Au premier acte, on voit les évêques et les moines chassés de la scène à coups de fouet par le prophète Elie. Puis les cantons personnifiés viennent discuter le renouvellement de l’ancienne alliance confédérale. Nicolas invoque Moïse, qui lui répond longuement en décrivant la corruption d’Israël et la nécessité d’une piété purifiée et « sérieuse ». Au dernier acte, après que la Mort ait accompli son Jugement, les treize cantons reparaissent et loue la sagesse du frère Claus. Les cantons catholiques reconnaissent qu’il avait eu raison de les mettre en garde contre les vaines richesses, les prières des lèvres, les « vêtements étrangers » et les doctrines qu’on ne met pas en pratique. Les cantons protestants, pour leur part, se repentent de leur orgueil. Et Nicolas, une dernière fois, les adjure de garder le Pacte dans l’amour fraternel et la vigilance. Puis il salue l’ange de Dieu qu’il voit venir à sa rencontre.

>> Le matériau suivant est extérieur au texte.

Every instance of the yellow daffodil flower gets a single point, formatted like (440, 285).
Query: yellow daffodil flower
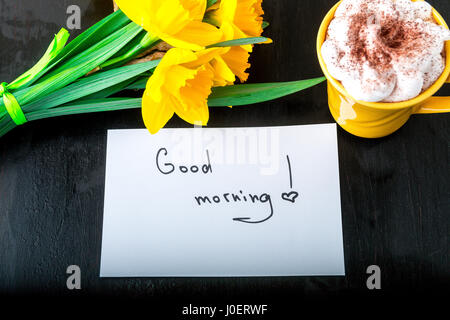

Les satires zwingliennes et le mystère de Valentin Boltz devaient être à l’origine d’une riche tradition dramatique. Mais à partir de la fin du xvie siècle, les pièces d’inspiration catholique deviendront de beaucoup les plus nombreuses. (La première en date, celle du jésuite Jacob Gretser, fut jouée à Lucerne en 1586. Le rôle politique de Nicolas n’y est même pas mentionné !) N’y a-t-il pas là une grande anomalie ? Car, enfin, l’élément le plus spectaculaire de la vie de Nicolas réside dans son intervention politique. Or c’est précisément ce trait que les premiers réformés ont souligné. Ne conviendrait-il pas que les protestants, de nos jours, s’avisent de renouer leur tradition de Nicolas, et précisément au théâtre ?

C’est dans cette idée que j’ai conçu, en septembre dernier, la légende dramatique qui sera joué — Dieu voulant ! — à l’Exposition de Zurich. J’ai tenté de réintégrer Nicolas dans l’actualité la plus brûlante de notre siècle : il n’était que de mettre en relief les traits de cette figure qui frappèrent particulièrement nos ancêtres réformés. Toute ma pièce est donc centrée sur la vocation exceptionnelle de l’ermite, c’est-à-dire sur le rôle civique que sa retraite lui permit de jouer.

Nicolas ne pouvait pas lire la Bible, mais il aimait à en citer les versets qu’on lui avait enseignés. Je l’ai fait parler le plus possible en style biblique, conscient de me ranger ainsi dans la vraie tradition du théâtre protestant, telle que l’illustre, par exemple, l’Abraham sacrifiant de Théodore de Bèze. Nicolas de Flue, me dira-t-on, n’est pas un « sujet protestant » ? Eh quoi ! Abraham non plus n’était pas calviniste. Ce qui caractérise un drame protestant, c’est bien moins le sujet que le style, l’inspiration biblique, au premier chef.

Ces quelques mots sont bien rapides, je le sens. Je les termine dans l’angoisse d’une crise qui recrée, à l’échelle mondiale, le drame de la Diète de Stans. Notre Europe trouvera-t-elle son pacificateur ? Le mérite-t-elle encore ? Saura-t-elle l’écouter ? Puisse du moins le souvenir de Nicolas de Flue nous faire comprendre que le paix n’est jamais le résultat de nos calculs, mais le miracle de Dieu seul, et la victoire de Sa miséricorde.